After six hours, Otter was forced to withdraw and as the soldiers were fleeing across the marsh, Poundmaker’s fighters mounted horses to continue the attack. Poundmaker told them to let Otter’s men leave. As they greatly respected Poundmaker, they did not attack and this would prevent a slaughter of Otter’s troops as they fled.
Today, the battle site is a National Historic Site of Canada and also features the world’s largest tomahawk, as well as the Poundmaker Historic Centre and the Big Bear monument. A cairn is also located on Cut Knife Hill that overlooks the battle site.
It was also at this spot that Prime Minister Justin Trudeau pardoned Chief Poundmaker.
Founding Of The Community
In the spring of 1903, the Barr Colony Expedition was moving through Saskatchewan after arriving in Saskatoon. The expedition was organized by a man named Isaac Barr who put out a call for English settlers and received 2,000 responses. It turned into one of the largest migrations of a single group of people in Canadian history but it was marred with poor management and issues related to weather, food and much more.

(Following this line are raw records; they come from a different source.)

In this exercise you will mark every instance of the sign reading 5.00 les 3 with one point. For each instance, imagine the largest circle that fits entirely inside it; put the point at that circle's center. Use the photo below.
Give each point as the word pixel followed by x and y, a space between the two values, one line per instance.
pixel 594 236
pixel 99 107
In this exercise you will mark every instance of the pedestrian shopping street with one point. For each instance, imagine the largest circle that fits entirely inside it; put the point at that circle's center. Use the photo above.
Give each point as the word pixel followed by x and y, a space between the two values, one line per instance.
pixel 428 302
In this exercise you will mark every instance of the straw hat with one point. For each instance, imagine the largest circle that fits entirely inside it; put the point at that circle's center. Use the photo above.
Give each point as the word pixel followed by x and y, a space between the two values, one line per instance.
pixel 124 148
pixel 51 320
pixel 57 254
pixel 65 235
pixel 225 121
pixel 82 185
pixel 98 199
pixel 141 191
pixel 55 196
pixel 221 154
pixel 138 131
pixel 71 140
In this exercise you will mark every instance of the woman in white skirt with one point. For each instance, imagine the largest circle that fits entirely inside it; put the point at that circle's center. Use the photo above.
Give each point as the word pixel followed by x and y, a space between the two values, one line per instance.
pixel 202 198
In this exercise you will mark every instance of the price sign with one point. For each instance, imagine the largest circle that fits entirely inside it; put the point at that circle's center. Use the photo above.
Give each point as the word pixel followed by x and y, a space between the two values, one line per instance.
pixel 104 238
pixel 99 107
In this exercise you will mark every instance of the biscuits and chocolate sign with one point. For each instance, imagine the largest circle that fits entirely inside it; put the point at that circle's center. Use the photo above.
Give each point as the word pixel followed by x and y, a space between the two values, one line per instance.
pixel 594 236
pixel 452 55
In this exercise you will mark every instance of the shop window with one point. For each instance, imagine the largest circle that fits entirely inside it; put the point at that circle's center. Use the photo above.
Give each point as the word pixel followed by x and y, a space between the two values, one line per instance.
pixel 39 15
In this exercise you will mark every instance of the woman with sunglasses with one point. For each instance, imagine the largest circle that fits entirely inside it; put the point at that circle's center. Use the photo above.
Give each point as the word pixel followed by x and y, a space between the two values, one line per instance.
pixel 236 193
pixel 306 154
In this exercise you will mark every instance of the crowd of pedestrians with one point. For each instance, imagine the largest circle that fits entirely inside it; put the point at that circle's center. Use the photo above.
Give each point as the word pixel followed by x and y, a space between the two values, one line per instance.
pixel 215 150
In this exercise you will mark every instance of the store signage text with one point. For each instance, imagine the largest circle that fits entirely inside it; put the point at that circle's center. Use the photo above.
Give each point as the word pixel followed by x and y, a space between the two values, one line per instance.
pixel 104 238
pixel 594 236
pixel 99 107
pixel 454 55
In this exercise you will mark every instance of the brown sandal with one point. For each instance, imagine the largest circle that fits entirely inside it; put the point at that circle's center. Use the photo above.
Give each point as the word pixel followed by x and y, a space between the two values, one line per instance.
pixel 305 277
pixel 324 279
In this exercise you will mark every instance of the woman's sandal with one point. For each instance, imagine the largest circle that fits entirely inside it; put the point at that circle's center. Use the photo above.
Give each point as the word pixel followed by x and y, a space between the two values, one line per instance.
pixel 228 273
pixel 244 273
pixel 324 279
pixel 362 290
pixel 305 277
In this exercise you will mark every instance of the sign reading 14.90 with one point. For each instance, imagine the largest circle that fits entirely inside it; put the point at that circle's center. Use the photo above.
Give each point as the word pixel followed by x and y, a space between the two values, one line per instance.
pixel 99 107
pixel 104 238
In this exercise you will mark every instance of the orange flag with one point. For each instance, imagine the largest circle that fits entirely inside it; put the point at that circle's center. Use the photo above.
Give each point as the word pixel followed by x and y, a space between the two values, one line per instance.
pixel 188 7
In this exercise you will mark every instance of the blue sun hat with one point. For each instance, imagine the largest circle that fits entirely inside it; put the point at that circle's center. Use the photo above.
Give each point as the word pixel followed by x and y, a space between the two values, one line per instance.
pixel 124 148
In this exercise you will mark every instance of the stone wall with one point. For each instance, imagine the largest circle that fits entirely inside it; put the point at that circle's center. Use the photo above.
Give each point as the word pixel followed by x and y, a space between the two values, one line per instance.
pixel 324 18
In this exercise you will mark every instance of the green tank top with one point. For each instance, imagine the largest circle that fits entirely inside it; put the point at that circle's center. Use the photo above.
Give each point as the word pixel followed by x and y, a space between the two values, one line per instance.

While the Barr Colonists would eventually get to their destination, which they named Lloydminster after Reverend George Lloyd who took over leadership of the people, many decided to leave the expedition along the way. Some of those people stopped in the area that would be Maidstone, the name coming from the Maidstone, Kent, England. They were far from the only new arrivals, with African American settlers coming from the United States and Mennonites arriving following the construction of the Canadian Northern Railway in 1905. That same year, the train station would be built at a cost of $3,000, or about $70,000 today.
In 1907, a man named John Henry Jack Wesson arrived and would go on to not only become the first president of the Canadian Federation of Agriculture, but also the president of the Saskatchewan Wheat Pool. I will talk more about him later.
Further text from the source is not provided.